Artikel vom 30.09.2022
Vortrag zur Erbschaftsteuer
Freigrenzen nutzen und Schenkung erwägen
Seehausen – Erst das schöne Einfamilienhaus geerbt und dann ab in die Privatinsolvenz: ein Schreckensszenario, über das man in den meisten Regionen des Landes nur lachen kann, südlich von München kann dies aber harte Realität werden. „Schuld daran sind die Freibeträge bei der Erbschaftssteuer, die angesichts der hohen Immobilienpreise in unserer Gegend viel zu niedrig sind“, sagt Florian Lempert, der Vorsitzende des CSU-Ortsverbandes Seehausen. Wie sehr den Menschen dieses Thema unter den Nägeln brennt, zeigte sich alleine daran, dass der Saal im Gasthaus Stern bei einem von der CSU über die Erbschaftssteuer anberaumten Infoabend mit mehr als 100 Besuchern bis auf den letzten Platz gefüllt war.

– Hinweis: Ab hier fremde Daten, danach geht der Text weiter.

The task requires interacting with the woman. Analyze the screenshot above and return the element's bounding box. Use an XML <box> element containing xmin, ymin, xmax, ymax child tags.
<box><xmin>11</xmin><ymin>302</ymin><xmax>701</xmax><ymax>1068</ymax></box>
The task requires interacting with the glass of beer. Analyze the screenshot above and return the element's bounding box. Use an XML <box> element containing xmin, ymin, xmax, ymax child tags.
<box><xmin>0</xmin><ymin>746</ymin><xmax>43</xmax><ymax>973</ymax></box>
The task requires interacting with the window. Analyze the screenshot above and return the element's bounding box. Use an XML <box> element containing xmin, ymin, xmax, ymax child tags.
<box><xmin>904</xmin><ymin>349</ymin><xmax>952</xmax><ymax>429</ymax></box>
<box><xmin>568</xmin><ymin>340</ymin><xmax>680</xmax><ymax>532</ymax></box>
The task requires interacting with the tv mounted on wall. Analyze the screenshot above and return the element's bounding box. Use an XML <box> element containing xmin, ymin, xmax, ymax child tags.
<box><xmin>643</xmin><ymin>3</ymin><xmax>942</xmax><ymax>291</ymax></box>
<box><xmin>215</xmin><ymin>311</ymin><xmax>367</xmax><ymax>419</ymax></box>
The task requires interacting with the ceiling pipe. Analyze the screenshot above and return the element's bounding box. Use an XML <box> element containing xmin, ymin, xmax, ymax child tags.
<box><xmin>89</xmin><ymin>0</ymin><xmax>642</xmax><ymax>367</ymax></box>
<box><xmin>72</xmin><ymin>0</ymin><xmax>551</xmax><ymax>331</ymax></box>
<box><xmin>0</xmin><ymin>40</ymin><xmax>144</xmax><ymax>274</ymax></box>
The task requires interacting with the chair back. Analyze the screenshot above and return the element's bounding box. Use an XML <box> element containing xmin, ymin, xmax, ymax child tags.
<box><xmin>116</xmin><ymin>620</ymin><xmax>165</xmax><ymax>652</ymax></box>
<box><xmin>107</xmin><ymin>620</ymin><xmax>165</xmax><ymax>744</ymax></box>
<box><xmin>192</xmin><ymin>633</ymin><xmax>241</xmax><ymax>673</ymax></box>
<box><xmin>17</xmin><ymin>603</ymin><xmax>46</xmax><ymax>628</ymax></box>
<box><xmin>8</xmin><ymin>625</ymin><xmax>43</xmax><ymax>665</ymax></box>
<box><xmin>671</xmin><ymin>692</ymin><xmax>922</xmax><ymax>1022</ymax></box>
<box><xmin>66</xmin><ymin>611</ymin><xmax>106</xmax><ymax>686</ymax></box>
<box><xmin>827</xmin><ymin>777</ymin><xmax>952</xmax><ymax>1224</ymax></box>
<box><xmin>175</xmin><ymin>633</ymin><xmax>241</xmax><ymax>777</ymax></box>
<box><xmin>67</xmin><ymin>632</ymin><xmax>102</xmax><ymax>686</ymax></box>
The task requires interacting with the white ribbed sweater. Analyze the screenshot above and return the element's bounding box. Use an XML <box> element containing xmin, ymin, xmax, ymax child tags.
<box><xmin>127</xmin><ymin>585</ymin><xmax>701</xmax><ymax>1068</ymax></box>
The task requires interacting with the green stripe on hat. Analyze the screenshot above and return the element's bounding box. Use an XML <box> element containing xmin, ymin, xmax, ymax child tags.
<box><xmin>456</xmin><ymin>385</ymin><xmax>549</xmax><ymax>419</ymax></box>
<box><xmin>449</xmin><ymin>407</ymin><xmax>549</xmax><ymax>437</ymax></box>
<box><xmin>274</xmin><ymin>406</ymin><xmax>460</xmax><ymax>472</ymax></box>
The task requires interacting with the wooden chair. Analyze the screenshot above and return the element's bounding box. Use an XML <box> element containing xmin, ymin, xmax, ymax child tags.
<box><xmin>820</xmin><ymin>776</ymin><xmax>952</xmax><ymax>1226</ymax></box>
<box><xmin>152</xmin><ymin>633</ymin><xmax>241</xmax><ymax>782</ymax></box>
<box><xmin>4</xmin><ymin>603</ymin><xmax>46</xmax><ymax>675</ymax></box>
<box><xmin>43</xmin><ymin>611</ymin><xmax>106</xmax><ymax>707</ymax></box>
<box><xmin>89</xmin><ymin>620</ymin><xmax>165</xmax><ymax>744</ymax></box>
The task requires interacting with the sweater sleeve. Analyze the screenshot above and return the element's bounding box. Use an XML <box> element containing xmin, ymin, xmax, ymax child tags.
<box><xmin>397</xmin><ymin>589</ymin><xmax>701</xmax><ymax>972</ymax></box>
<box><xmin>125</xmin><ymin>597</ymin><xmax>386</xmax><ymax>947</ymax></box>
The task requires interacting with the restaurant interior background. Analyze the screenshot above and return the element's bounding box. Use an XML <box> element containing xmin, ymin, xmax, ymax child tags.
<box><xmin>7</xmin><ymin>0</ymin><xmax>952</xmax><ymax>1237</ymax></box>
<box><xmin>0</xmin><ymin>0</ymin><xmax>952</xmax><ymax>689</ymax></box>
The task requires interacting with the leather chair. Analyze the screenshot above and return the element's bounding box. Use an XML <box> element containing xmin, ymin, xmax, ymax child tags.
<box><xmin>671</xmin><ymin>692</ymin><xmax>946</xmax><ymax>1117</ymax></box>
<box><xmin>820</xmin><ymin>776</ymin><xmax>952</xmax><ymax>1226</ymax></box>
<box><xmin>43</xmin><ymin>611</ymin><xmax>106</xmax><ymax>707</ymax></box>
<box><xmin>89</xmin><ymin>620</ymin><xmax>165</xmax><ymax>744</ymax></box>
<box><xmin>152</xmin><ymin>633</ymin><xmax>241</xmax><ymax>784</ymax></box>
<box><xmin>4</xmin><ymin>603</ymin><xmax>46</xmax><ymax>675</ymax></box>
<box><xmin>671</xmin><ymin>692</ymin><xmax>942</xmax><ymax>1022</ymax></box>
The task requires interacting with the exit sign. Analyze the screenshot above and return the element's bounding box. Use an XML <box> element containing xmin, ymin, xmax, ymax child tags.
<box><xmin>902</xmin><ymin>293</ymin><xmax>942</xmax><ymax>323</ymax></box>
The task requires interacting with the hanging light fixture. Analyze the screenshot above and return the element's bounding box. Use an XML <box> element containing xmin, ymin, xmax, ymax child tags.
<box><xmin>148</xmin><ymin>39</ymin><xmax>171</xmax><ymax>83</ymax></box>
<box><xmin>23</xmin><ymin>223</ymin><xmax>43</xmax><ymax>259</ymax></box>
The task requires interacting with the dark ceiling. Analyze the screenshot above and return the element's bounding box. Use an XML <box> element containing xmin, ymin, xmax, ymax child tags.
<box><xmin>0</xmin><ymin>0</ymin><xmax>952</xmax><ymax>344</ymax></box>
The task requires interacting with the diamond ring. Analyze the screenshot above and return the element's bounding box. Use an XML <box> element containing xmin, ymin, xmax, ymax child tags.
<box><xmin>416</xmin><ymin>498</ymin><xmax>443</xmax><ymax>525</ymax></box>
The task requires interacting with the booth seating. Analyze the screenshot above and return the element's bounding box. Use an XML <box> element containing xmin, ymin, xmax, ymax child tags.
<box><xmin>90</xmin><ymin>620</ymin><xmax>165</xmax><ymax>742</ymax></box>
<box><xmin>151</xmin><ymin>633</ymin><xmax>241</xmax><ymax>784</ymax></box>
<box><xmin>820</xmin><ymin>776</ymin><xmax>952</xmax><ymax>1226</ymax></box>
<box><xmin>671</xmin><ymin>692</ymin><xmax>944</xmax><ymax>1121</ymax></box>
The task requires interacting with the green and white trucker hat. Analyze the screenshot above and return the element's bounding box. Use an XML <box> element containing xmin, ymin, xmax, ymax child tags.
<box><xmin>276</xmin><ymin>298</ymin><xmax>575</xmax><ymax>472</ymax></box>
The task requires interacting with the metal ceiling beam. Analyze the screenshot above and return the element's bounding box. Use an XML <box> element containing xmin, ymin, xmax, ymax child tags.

„Die derzeit vom Gesetzgeber vorgesehenen Freigrenzen bei einer Vererbung oder Schenkung von Immobilien sind mit Blick auf unsere Region bei weitem nicht ausreichend“, erklärte der Steuerberater und Rechtsanwalt Martin Hilleprandt aus Garmisch-Partenkirchen. So können Ehepartner bis zu 500.000 Euro steuerfrei erben, bei Kindern sind es 400.000 Euro (von jedem Elternteil) und Großeltern können ihren Enkelkindern 200.000 Euro vermachen, ohne dass der Fiskus zuschlägt. Das hört sich nach viel an, ist es aber nicht, wenn man bedenkt, dass für ein Einfamilienhaus mit einigermaßen großem Garten heutzutage meist ein siebenstelliger Betrag fällig ist. „Sehr oft führt eine Erbschaft deshalb dazu, dass das Grundstück mit dem Elternhaus dann verkauft werden, nur damit man die Erbschaftssteuer bezahlen kann“, so Hilleprandt. Und so lautete sein Tipp unmissverständlich: „Unter diesen Voraussetzungen ist es besonders wichtig, bereits zu Lebzeiten einen Teil des Erbes an die Begünstigten zu schenken, um die Freigrenzen auszunutzen. Damit sollte aber möglichst früh begonnen werden, weil die Freigrenzen alle zehn Jahre einmal ausgenutzt werden können. Hilleprandt warnte hier aber vor Alleingängen und sagte: „Vorher sollte man sich auf jeden Fall mit einem Steuerberater in Verbindung setzen, da bei der Übertragung oft viele Fehler gemacht werden, die im Nachhinein zu wesentlich höheren Steuern führen können.“
Die hohe Steuerlast im Falle einer Erbschaft von Immobilien im Werdenfelser Land hat für den Seehauser CSU-Chef Lempert auch eine gravierende gesellschaftspolitische Komponente. „Das ist ein weiterer Schritt zum Ausverkauf unserer Heimat“, rief er aus. Wenn sich nämlich die einheimische Bevölkerung die Erbschaftssteuer nicht mehr leisten kann, werde das Haus oder das Grundstück meistbietend verkauft. „Sehr oft kommen dann Käufer von auswärts zum Zug, die das Gebäude nur als Zweitwohnung oder sogar nur als Ferienwohnung nutzen. Dies erhöht den Druck auf den Wohnungsmarkt immer mehr“, so Lempert. Und wenn die Generation der Erben finanziell nicht mehr in der Lage sei, in das von den Eltern oder Großeltern geschaffene Einfamilienhaus einzuziehen, „hat dies meist automatisch den Wegzug in eine günstigere Gegend zur Folge“. Aus diesem Grund hat Lempert angekündigt, sich an die CSU-Abgeordneten Alexander Dobrindt (Bundestag) und Harald Kühn (Landtag) mit der Bitte zu wenden, für eine Erhöhung der Freigrenzen bei der Erbschaftssteuer einzutreten.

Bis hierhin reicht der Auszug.